Scientists from the Max Planck Institute in Germany have discovered the genetic basis of hair formation and are in the process of creating new preparations for treating hair loss.
     They have succeeded in finding the mechanism of action of a crucial component of hair formation. It is a “protein switch” which regulates the actions of numerous genes, which “encode” the protein structure of the hair (Keratin). Keratin is a durable protein material that gives structure and tensile strength to the hair. After previously locating the “protein switches”, the researchers started solving the exact mechanisms by which they work. This research is now resulting in new methods of stimulating hair growth.
     The scientist originally working with Dr. Boehm were initially working on the molecular basis of immune system function. This resulted in the accidental discovery of a protein switch for hair formation. It originated out of studies investigating a genetic anomaly in mice which are afflicted by a hereditary immune weakness that results in hair loss. “We asked ourselves at the time, which gene is actually defective in these naked mice, because this particular gene must be responsible for growing hair as well”, says Boehm.
     Hair growth occurs in anagen (growth) and telogen (resting) cycles. At the end of each cycle, hair sheds and is usually replaced by a new hair in the next cycle. The regulation of this cycle is influenced by many variables. Few treatments have been developed by the pharmaceutical industry over the years, and those that have been are either inefficacious or have problematic side effects.

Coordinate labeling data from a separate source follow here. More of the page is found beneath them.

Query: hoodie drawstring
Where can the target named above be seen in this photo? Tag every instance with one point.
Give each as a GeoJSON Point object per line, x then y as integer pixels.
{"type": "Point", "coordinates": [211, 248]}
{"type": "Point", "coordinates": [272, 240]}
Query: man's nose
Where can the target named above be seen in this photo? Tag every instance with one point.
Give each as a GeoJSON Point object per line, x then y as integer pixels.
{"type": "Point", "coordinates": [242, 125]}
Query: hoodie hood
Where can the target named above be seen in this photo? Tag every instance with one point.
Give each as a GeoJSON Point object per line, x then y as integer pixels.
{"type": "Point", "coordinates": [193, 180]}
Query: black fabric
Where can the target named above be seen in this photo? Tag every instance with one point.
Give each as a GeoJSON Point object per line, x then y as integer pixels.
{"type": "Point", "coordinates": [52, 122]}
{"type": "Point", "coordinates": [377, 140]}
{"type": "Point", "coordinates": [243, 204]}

     Research done by the German scientists show that certain existing treatments may not be necessary when the protein switch is “turned on”. As opposed to an oral drug, only a local topical treatment treatment with a lotion or special shampoo is required, doing away with concerns about side effects.
     This team of researchers are pondering the possibility of creating their own biotech company, and possibly making this type of treatment commercially available in the next 5-8 years. What remains yet to be seen are the costs and actual effectiveness. Many using combination therapies are possibly getting results that would be equivocal to gene therapy anyway. Eventually, hopefully in our lifetimes, they will get to a cure, a one time, genetic intervention that will permanently, “turn on” the gene, no longer necessitating the need for daily application.